Mit dem Urteil wird der Verfassungsschutz daran gehindert, die AfD bundesweit offiziell als bestätigte rechtsextreme Organisation zu klassifizieren. Dies folgt auf eine Klage der Partei, die die bisherige Einstufung als politisch motiviert kritisiert hatte. Der AfD-Politiker Dario Seifert begrüßte die Entscheidung als "erfreulich" und warf dem Verfassungsschutz vor, als "politisches Werkzeug" statt als neutrale Behörde zu agieren.
Seifert ging noch weiter und behauptete, das Bundesamt habe seine Rolle als unparteiischer Hüter der Demokratie aufgegeben. Zugleich drohte er, die AfD werde – falls sie von den Wählern den Auftrag erhalte – die Abschaffung des Landesverfassungsschutzes in Mecklenburg-Vorpommern vorantreiben. Unterdessen feierte die AfD-Fraktion im Schweriner Landtag den Richterspruch als bedeutenden juristischen Erfolg.

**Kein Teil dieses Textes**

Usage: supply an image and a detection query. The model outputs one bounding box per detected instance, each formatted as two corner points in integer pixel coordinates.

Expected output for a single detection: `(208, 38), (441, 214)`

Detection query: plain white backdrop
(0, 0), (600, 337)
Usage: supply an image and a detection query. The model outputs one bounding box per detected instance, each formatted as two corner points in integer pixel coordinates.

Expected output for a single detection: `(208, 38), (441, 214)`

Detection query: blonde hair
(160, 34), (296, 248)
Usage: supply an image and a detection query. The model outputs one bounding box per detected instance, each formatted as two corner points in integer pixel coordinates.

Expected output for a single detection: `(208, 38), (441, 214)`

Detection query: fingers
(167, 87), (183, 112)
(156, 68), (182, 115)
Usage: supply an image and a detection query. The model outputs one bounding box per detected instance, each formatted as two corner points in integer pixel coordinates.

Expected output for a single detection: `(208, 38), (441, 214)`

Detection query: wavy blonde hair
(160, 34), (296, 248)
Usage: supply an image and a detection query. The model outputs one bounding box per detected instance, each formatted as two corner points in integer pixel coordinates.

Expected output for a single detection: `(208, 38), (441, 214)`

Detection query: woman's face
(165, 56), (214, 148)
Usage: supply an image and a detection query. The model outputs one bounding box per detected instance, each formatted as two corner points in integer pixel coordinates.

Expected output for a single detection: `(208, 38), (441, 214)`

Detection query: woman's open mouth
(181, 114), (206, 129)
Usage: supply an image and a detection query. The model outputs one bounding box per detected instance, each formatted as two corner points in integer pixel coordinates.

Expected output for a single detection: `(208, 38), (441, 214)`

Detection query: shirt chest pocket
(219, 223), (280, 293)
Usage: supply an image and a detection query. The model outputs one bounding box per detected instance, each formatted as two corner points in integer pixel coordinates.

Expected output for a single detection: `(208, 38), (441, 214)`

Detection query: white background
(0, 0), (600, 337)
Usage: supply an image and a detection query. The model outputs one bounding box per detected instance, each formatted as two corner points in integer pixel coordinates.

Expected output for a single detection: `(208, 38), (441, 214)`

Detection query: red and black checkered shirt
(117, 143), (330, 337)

Kritik an der Entscheidung kam von anderen Politikern. Die Grünen-Landesvorsitzende Constanze Oehlrich bezeichnete das Urteil als Signal an Bundes- und Landesbehörden, die AfD weiter zu beobachten. Besonders den Verfassungsschutz Mecklenburg-Vorpommern forderte sie auf, eine klare Haltung gegenüber der Partei einzunehmen und ihrer Verantwortung für die Region nachzukommen.

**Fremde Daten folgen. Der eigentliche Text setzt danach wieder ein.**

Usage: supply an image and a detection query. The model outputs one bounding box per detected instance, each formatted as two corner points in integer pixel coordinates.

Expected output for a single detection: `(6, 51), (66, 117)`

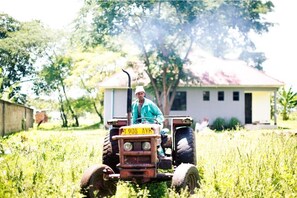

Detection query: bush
(212, 118), (227, 131)
(228, 117), (241, 130)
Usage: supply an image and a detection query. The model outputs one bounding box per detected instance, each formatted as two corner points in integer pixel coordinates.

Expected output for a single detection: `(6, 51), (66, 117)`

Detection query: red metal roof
(99, 57), (284, 88)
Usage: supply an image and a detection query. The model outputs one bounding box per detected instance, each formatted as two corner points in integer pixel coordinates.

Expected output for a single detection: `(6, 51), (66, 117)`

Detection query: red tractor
(80, 70), (199, 197)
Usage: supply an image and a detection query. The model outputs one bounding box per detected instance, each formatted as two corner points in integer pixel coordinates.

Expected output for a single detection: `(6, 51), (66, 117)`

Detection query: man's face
(136, 92), (144, 100)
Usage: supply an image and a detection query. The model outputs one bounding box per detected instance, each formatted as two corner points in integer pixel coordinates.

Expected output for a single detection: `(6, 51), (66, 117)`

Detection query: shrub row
(211, 117), (241, 131)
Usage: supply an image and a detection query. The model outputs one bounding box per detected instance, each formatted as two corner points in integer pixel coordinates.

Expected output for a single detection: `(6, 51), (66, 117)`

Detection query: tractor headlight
(124, 142), (133, 151)
(141, 142), (151, 151)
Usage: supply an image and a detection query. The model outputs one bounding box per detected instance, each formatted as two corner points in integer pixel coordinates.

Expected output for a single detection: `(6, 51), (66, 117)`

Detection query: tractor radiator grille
(124, 155), (151, 164)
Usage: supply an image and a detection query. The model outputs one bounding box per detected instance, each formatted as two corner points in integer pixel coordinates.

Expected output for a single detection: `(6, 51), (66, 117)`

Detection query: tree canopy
(0, 14), (49, 104)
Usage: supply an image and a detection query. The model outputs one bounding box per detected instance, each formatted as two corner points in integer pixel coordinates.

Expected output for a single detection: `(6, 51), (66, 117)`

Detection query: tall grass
(0, 125), (297, 198)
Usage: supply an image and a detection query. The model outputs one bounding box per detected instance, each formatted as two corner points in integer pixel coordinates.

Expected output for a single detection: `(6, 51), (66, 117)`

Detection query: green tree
(278, 87), (297, 120)
(68, 46), (123, 122)
(0, 14), (51, 104)
(34, 56), (79, 127)
(75, 0), (273, 115)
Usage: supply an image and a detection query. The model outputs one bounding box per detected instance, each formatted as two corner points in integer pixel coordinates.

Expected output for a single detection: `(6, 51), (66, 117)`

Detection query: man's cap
(135, 86), (145, 94)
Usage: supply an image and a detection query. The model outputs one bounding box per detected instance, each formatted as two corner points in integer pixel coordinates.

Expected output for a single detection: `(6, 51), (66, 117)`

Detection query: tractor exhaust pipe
(122, 69), (132, 126)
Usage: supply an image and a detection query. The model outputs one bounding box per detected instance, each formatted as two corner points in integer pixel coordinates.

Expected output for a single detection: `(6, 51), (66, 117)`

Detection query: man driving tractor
(132, 86), (164, 125)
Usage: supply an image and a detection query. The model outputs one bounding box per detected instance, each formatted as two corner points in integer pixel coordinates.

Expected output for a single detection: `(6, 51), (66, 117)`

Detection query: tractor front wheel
(171, 164), (199, 194)
(80, 165), (116, 198)
(174, 127), (196, 166)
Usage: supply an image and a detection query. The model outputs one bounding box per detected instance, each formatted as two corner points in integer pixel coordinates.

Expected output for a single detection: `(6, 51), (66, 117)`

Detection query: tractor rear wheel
(102, 128), (120, 173)
(80, 164), (116, 198)
(174, 127), (196, 166)
(171, 164), (199, 194)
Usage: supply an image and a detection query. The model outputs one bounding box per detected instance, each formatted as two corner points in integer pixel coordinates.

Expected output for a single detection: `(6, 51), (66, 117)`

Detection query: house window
(170, 91), (187, 111)
(233, 91), (239, 101)
(203, 91), (209, 101)
(218, 91), (224, 101)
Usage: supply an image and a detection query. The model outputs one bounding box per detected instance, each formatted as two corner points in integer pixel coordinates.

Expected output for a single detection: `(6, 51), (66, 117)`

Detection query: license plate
(122, 128), (154, 135)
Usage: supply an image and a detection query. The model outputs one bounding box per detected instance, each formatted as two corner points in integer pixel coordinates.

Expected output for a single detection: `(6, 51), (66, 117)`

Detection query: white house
(100, 57), (284, 128)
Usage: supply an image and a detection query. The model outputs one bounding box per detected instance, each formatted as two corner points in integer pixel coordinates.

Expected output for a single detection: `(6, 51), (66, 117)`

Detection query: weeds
(0, 129), (297, 198)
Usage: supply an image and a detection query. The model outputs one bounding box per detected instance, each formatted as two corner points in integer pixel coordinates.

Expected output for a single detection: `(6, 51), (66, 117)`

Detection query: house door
(244, 93), (252, 124)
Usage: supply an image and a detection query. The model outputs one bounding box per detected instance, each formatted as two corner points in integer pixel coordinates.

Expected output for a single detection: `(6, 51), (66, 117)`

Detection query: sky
(0, 0), (297, 91)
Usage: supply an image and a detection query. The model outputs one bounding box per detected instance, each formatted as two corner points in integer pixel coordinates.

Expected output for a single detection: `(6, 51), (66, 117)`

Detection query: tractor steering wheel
(136, 117), (161, 124)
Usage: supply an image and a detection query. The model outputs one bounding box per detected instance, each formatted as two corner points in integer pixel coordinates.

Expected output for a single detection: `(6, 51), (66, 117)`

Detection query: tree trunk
(59, 95), (68, 127)
(60, 78), (79, 127)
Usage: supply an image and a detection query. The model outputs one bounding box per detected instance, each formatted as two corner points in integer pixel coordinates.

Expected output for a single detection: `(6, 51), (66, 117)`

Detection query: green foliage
(278, 87), (297, 120)
(0, 128), (297, 198)
(0, 128), (297, 198)
(0, 14), (50, 104)
(77, 0), (273, 114)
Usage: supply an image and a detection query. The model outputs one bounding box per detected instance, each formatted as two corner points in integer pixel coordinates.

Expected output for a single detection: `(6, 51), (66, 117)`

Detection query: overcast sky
(0, 0), (297, 91)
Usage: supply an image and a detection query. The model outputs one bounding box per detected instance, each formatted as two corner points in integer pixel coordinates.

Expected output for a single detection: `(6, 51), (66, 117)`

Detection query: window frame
(202, 91), (210, 101)
(233, 91), (240, 101)
(218, 91), (225, 101)
(169, 91), (187, 111)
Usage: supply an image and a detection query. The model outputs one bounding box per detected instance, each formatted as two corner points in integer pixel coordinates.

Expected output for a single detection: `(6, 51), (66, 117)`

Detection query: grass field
(0, 125), (297, 198)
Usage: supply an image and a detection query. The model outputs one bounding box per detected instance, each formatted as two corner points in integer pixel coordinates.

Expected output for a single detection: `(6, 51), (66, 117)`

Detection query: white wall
(170, 88), (244, 123)
(104, 87), (271, 124)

Der Rechtsstreit fällt in eine Phase, in der einige Bundesländer wie Niedersachsen die Überwachung der AfD bereits verschärft haben. Dort gilt die Partei als "Beobachtungsobjekt von erheblicher Bedeutung" – eine Einstufung, die tiefgreifende Nachforschungen ermöglicht und AfD-Mitgliedern den Zugang zu öffentlichen Ämtern verwehrt. Andere Länder, darunter Mecklenburg-Vorpommern, stehen unter Druck, ähnliche Maßnahmen zu ergreifen, haben dies aber bisher nicht umgesetzt. Wo solche Klassifizierungen gelten, werden Personen mit Extremismusbezug systematisch von Tätigkeiten in Schulen, Gerichten oder anderen staatlichen Institutionen ausgeschlossen.

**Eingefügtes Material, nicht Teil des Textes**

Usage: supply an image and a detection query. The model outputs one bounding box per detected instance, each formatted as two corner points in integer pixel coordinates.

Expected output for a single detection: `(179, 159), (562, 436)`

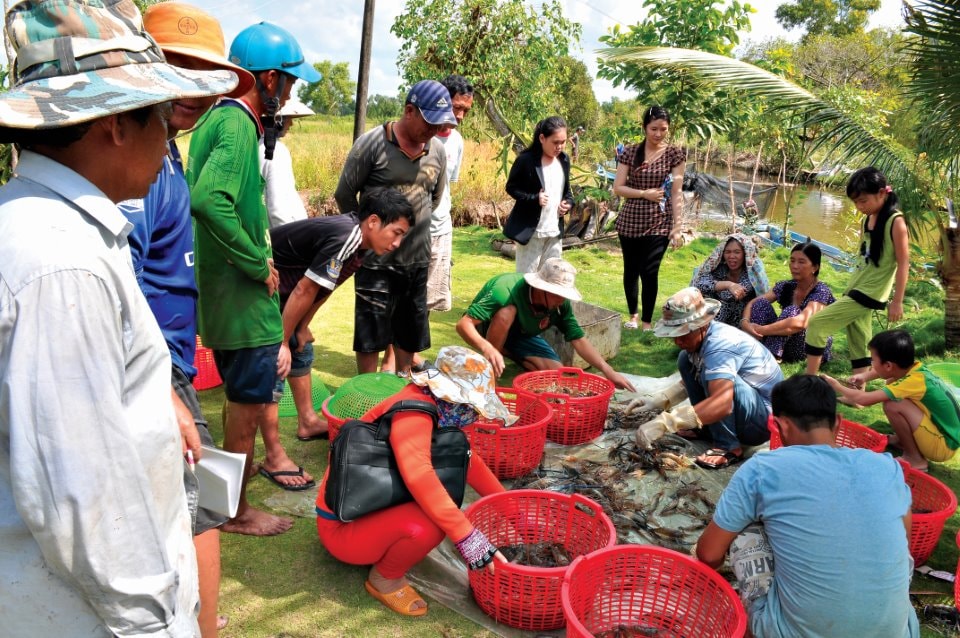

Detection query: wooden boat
(753, 223), (856, 272)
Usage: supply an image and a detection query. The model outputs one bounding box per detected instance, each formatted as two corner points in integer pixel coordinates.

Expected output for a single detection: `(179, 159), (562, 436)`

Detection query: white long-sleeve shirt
(0, 152), (199, 638)
(260, 139), (308, 228)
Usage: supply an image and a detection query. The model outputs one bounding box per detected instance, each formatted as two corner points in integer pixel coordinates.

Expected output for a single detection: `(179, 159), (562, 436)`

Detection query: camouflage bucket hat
(410, 346), (519, 425)
(0, 0), (237, 129)
(653, 287), (720, 337)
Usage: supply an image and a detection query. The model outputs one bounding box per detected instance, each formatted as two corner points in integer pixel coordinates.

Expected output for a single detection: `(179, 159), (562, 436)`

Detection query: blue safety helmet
(230, 22), (321, 84)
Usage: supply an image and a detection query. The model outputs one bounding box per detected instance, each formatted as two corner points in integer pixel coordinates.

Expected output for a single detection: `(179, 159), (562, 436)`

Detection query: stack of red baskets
(953, 532), (960, 608)
(564, 545), (747, 638)
(193, 335), (223, 390)
(897, 459), (957, 565)
(767, 416), (887, 453)
(463, 388), (553, 479)
(513, 368), (616, 445)
(466, 490), (617, 631)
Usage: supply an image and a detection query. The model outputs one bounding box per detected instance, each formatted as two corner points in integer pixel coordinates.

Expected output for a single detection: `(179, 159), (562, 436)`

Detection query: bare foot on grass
(220, 506), (293, 536)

Das Kölner Urteil verhindert vorerst eine offizielle bundesweite Einstufung der AfD als rechtsextrem. Dennoch dürfte die Debatte über den Status der Partei und die Rolle der Verfassungsschutzbehörden anhalten. In Ländern mit strengeren Regelungen bleibt die AfD weiterhin verstärkter Beobachtung und Einschränkungen bei der Besetzung öffentlicher Posten unterworfen.